Macron plaide pour un nouvel emprunt européen pour dynamiser l'investissement-Le Monde
information fournie par Reuters 10/02/2026 à 07:50

Emmanuel Macron appelle à un recours rapide à un nouvel emprunt commun européen afin de financer des investissements stratégiques, jugeant que l'Union européenne doit " s'attaquer à l'hégémonie du dollar" et rattraper son retard dans la défense, les technologies vertes et l'intelligence artificielle.

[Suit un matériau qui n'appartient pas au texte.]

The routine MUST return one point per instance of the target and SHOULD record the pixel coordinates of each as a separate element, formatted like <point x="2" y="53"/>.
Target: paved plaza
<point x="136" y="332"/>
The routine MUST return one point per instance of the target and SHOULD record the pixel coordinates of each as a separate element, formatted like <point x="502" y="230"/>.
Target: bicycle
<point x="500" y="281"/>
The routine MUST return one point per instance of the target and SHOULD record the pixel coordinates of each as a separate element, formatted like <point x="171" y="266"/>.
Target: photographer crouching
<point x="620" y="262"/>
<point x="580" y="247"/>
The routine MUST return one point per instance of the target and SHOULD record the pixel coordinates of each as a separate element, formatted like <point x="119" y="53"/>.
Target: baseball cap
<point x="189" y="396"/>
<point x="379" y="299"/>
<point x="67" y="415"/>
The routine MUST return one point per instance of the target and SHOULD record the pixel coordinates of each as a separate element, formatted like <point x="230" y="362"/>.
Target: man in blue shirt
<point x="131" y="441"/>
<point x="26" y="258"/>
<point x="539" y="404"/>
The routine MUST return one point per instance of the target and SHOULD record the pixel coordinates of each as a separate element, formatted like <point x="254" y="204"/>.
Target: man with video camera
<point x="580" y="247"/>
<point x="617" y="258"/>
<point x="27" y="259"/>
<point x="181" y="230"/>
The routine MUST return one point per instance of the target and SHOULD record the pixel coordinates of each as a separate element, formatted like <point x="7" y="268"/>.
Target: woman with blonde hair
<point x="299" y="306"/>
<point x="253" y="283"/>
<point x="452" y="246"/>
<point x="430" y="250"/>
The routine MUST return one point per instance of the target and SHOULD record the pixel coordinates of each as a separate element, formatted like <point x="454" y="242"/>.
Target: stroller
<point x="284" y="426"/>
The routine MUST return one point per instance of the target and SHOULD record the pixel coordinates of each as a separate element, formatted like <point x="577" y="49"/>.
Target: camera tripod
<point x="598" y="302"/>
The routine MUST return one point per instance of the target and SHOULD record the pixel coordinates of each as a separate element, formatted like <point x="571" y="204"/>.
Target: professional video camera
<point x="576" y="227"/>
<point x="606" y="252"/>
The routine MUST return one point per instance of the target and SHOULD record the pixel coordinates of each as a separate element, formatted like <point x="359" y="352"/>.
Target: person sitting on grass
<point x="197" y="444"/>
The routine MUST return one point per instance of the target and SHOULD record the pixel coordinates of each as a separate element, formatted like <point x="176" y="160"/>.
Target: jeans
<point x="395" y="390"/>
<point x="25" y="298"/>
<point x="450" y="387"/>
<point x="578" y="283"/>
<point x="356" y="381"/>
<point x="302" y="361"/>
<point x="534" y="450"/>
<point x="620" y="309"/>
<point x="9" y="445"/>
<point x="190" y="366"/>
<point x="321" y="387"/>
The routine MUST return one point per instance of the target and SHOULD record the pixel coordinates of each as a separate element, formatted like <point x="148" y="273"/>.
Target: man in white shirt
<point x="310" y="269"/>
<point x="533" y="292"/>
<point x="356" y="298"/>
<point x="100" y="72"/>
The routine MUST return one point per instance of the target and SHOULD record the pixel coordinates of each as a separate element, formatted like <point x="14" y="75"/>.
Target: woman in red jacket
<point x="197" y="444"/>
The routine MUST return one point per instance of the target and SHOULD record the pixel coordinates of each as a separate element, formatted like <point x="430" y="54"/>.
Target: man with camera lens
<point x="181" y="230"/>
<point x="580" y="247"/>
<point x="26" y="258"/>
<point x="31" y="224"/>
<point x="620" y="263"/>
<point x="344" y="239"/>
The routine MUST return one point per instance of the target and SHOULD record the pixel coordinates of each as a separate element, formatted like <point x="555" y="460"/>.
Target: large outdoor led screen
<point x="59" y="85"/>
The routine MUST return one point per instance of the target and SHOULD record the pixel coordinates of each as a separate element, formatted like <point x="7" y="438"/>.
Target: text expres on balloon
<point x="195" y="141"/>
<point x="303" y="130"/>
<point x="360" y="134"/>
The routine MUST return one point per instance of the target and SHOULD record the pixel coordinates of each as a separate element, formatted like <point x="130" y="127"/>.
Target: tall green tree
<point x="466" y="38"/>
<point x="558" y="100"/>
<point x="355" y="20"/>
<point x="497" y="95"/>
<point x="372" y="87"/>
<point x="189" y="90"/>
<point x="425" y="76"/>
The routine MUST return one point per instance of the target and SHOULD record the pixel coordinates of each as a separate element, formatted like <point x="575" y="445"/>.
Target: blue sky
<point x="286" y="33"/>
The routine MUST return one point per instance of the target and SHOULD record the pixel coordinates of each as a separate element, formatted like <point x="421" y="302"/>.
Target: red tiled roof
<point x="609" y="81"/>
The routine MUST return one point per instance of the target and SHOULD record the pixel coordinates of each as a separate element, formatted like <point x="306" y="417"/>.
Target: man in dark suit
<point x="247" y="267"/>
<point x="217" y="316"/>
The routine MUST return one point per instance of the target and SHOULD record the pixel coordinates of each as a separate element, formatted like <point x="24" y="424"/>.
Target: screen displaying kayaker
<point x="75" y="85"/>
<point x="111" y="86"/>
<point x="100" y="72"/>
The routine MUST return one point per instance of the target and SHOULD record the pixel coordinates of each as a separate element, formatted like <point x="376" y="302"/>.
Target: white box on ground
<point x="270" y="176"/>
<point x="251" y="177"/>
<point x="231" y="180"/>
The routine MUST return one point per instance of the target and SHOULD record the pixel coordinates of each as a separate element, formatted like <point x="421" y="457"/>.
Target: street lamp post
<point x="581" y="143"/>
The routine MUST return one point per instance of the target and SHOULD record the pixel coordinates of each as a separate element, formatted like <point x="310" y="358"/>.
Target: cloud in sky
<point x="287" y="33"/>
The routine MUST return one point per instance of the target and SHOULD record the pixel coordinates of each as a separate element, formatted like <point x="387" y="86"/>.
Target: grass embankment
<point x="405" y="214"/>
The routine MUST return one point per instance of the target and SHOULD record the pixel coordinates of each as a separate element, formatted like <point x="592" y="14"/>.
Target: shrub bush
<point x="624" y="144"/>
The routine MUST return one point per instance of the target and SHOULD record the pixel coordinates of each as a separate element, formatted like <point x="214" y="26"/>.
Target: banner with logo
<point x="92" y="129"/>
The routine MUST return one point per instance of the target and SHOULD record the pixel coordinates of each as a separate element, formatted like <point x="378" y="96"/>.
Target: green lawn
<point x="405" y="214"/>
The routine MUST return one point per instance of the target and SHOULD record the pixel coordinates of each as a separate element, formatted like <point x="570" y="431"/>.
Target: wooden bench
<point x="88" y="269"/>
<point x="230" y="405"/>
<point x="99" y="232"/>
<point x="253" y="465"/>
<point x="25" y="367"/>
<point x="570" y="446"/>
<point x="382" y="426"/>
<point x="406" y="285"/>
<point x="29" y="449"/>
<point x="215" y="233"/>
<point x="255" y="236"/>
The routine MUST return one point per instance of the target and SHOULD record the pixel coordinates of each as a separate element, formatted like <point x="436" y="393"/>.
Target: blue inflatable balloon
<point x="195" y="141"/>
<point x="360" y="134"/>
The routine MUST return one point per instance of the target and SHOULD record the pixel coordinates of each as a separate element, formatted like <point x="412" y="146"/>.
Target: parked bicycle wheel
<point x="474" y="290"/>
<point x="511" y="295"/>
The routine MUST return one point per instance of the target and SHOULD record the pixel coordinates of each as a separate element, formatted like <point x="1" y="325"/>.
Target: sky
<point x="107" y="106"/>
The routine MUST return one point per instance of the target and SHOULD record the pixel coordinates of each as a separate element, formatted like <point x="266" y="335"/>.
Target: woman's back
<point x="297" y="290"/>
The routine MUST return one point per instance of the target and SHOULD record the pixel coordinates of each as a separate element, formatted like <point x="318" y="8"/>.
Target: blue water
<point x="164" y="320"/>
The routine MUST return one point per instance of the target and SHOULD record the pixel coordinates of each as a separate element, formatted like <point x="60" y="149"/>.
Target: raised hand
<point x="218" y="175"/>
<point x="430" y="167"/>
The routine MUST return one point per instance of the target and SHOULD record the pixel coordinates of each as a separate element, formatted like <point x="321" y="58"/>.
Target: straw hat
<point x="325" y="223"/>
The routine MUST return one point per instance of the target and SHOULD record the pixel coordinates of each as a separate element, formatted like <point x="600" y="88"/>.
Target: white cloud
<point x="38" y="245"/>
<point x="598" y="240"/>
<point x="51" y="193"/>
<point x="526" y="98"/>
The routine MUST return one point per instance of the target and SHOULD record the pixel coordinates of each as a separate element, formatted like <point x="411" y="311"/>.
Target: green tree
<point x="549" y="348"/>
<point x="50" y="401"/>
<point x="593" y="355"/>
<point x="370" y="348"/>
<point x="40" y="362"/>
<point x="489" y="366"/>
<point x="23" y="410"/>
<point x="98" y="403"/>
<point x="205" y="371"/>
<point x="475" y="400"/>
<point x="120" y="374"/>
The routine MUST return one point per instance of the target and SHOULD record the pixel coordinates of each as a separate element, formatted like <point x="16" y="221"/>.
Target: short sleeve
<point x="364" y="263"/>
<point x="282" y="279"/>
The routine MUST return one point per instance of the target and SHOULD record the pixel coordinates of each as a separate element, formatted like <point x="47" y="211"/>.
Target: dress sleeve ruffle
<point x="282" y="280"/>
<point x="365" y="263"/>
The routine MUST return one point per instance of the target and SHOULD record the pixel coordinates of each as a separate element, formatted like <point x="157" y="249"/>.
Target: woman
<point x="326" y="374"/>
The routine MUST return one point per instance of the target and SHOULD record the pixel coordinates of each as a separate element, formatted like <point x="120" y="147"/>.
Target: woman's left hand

Dans un entretien publié mardi par plusieurs journaux européens, dont Le Monde, le président français juge que "la mue conceptuelle" s'est faite mais que l'Europe " n'est pas au bon rythme et n'est pas à la bonne échelle ".

Face à un " monde en désordre ", Emmanuel Macron décrit une Europe fragilisée par le dérèglement climatique, l'incertitude stratégique américaine, la rupture énergétique avec la Russie et une Chine devenue " un concurrent de plus en plus féroce ".

Il estime que la situation de l'UE s'est " profondément aggravée" depuis le rapport de Mario Draghi en 2024, rappelant que Pékin affichait " 1 .000  milliards de dollars d'excédents commerciaux" avec le reste du monde.

Pour renforcer la compétitivité européenne, Emmanuel Macron plaide pour la simplification et l'approfondissement du marché intérieur, regrettant que " le marché natif de nos entreprises" demeure morcelé.

Il vante la diversification commerciale et défend la conclusion d'accords comme celui signé avec l'Inde, tout en assumant l'opposition française au traité avec le Mercosur, " un mauvais accord ".

Sur le volet commercial, le président rejette l'étiquette de protectionniste, affirmant qu'il s'agissait de " protéger notre industrie" face à des acteurs " déloyaux ".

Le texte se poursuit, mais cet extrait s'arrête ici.